Ezequiel Obregón
22/04/2016 11:13

El documental de María Victoria Menis expone su crisis en torno a la realización cinematográfica. Mi hist(e)ria en el cine (2015) es, a la vez, un retrato sobre una familia atravesada por el amor al cine.

Mi hist(e)ria en el cine

(2015)

Hacer una película, se sabe, no es nada sencillo. Sobre todo, si esa película tiene aspiraciones artísticas más allá de lo comercial. Y la directora María Victoria Menis hace ese tipo de películas, entre las que se destacan El cielito (2003) y La Cámara Oscura (2007). Su filmografía demuestra interés por trabajar temas sociales (la pobreza y la resistencia, el concepto de belleza, el desamparo), pero a la vez hay en ella una clara orientación hacia los relatos que pueden ser disfrutados y comprendidos por públicos más amplios. El comienzo de Mi hist(e)ria en el cine la muestra desorientada tras el estreno de María y el Araña(2013); película que, como suele pasar, le demandó años de trabajos y tuvo poco impacto en la cartelera. No sólo hay que trabajar intensamente en un proyecto; una vez concretado, comienza la ardua tarea de distribución y difusión…

Mientras que hay muchos documentales sobre el éxito y los films de los directores más destacados (en general, son marcadamente laudatorios), no abundan los antecedentes de trabajos que muestren las dudas ante el oficio, los puntos más débiles que debe enfrentar todo realizador. En esos casos abundan los datos optimistas, las certezas, que es lo que en la película de Menis casi no hay. Porque aquí se trata de revisar el vínculo con el cine, aún cuando se habilite la pregunta sobre seguir haciendo films o no. Lo más interesante es que ese camino de revisión personal no demuestra resentimiento contra el séptimo arte, sino que respira pasión. No sólo la de la directora, sino también la de su familia cinéfila, en la que también hay dos hijos vinculados a la realización.

Mi hist(e)ria en el cine expone un momento doloroso, pero lo hace con humor.
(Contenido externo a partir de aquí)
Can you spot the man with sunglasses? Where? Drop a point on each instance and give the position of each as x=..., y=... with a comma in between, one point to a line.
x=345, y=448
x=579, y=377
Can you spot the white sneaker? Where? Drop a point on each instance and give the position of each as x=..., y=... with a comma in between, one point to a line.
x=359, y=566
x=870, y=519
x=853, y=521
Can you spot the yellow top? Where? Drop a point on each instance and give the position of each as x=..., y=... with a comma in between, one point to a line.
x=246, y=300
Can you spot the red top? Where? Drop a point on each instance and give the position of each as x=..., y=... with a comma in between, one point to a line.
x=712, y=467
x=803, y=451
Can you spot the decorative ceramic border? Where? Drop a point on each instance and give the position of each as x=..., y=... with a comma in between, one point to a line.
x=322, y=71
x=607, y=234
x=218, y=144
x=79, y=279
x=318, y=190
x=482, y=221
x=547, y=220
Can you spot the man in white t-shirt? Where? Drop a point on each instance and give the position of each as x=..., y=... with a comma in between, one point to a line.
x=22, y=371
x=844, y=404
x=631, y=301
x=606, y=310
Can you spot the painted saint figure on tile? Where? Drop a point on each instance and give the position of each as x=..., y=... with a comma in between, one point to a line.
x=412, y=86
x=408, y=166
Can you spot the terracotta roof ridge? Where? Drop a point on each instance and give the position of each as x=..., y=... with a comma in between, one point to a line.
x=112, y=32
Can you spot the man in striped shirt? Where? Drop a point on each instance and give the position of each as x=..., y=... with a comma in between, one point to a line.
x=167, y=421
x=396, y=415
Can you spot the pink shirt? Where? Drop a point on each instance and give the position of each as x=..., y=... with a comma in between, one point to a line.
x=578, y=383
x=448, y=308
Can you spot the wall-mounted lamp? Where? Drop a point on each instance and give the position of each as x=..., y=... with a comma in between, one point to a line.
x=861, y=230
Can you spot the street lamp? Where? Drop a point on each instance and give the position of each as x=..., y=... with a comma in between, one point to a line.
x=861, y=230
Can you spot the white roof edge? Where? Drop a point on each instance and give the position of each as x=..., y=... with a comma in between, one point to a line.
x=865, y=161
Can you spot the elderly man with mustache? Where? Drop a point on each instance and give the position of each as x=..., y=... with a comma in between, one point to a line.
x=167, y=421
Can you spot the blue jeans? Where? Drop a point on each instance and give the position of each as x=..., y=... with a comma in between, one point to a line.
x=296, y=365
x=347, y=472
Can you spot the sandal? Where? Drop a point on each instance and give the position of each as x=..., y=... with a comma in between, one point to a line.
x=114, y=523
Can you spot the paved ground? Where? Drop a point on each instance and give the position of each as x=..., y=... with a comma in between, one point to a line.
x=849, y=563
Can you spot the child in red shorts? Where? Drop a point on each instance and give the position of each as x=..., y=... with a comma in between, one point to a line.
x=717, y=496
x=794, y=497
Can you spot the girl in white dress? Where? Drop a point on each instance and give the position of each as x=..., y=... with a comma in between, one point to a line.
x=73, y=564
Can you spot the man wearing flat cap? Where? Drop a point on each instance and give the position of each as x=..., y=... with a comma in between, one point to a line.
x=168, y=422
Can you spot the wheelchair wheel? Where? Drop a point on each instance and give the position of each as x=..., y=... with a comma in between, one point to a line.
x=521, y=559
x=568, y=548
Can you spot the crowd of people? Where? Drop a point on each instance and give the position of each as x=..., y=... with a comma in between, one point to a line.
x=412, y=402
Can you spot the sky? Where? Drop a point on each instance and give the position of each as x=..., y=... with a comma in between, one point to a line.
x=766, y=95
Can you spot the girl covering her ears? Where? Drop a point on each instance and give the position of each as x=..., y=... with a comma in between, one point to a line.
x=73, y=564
Funciona como una comedia familiar (un poco a la manera de los primeros films de Woody Allen, con extensos diálogos sobre anécdotas) y también como reflexión sobre la industria y la recepción del cine, en virtud de los cambios en los paradigmas de visionado (de la pantalla grande a la computadora). Hay espacio para la nostalgia y hay un tono reflexivo que va desde la percepción de Menis hasta el resto de la familia. Es un trabajo que recurre al archivo solamente cuando es necesario, un documental “pequeño” en términos de producción, pero noble y muy entretenido.